Venture a bit closer waterside and you’ll notice all the signs warning you not to eat the fish – all sized small enough to remain unsettlingly vague as to why the hell not. The stories vary around town. Decades of pollution. Toxic runoff. Mutant pond sharks. The list goes on, I’m sure. Still, you’ll find no shortage of fisherfolk present on any given day – playing catch and release with the poor irradiated swimmers.

The water itself has two outfits. The first is for when it feels like looking young again – showing off that glistening, reflective veneer painted the color of whatever brilliant sky is hanging overhead that day. Check the prom photos taken there – you’ll see it showing off. The second is for sweatpant days, where it’s not as concerned, and sees no need to hide the teeming layers of pond scum floating in a green blanket on its face. The latter of the two is a bit more honest – the rotten core has just risen to the surface for the world to see.

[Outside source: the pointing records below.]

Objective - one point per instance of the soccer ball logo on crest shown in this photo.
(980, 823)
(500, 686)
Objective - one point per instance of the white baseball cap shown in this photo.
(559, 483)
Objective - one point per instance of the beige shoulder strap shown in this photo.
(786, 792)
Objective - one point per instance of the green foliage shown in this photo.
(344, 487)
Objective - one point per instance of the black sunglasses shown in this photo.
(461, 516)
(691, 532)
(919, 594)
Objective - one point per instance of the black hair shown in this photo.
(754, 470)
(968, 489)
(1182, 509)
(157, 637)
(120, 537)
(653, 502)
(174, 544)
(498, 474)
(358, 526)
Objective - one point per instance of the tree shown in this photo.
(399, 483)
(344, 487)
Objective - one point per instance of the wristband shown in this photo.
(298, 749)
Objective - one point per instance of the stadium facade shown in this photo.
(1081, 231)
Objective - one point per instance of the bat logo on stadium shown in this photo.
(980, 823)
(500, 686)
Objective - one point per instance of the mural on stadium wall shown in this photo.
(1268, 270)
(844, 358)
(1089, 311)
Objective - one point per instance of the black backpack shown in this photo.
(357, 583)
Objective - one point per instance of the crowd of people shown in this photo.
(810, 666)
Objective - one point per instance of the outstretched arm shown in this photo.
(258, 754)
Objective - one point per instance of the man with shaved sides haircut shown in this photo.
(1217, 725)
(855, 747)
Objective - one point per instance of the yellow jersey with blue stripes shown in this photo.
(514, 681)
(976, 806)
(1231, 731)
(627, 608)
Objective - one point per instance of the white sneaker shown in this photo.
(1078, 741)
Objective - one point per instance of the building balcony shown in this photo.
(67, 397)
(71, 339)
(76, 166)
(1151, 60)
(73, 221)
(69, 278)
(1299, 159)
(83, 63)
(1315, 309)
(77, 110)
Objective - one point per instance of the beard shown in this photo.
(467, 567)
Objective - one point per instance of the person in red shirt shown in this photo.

From what I’ve heard, though, the sordid nature of this patch of pondwater is something that’s just happened with age. I used to have a physics teacher back in high school that always used to talk about when people could swim at New Market – back when they grew corn where the elementary school was, and the concrete wasn’t slowly anaconda-ing all the green. Can’t even imagine wading in there now. Might end up like one of those old cartoons – resurface after waddling waist deep with my ribcage and hipbones showing, either from acid water or piranhas.

But before you tell me to fuck off and drive to Dunellen for that train ticket, step back into last night with me. It’s 8 PM, and we’re sitting on the next gazebo down on the water, the one that juts out and wiggles and bobs when someone’s kid jumps up and down on the newly painted wooden planks. The sky is this brilliant lavender fire as the sun bows out slowly, the feisty 90 degree day ebbing out into the cool curtain of dusk. It’s a paintbrush that streaks the water. Even being there doesn’t do it justice. There are people sitting behind the railing from us, chatting in some other language, their laughter lifting into the air – carried away by a breeze that ripples the mirror – brushes the fountain. There’s a concert playing on the main gazebo. You can hear them from where we are.

They’re covering Marley.

You’re sitting there, smiling, in the town that’s seen more than a decade and a half of your life. The dirt is nowhere that matters.

Don’t worry. Be happy.

A Non-Travel Blog: New Market Pond

One thought on “A Non-Travel Blog: New Market Pond

  1. Vicki G says:

    I grew up on a farm on Lakeview Avenue (where Birch Hollow Road is now located). I remember ice skating on New Market Pond in the winter and catching “sunnies” when we fished in the summer. That was long ago, and Piscataway has undergone such a change in that time. Memories!!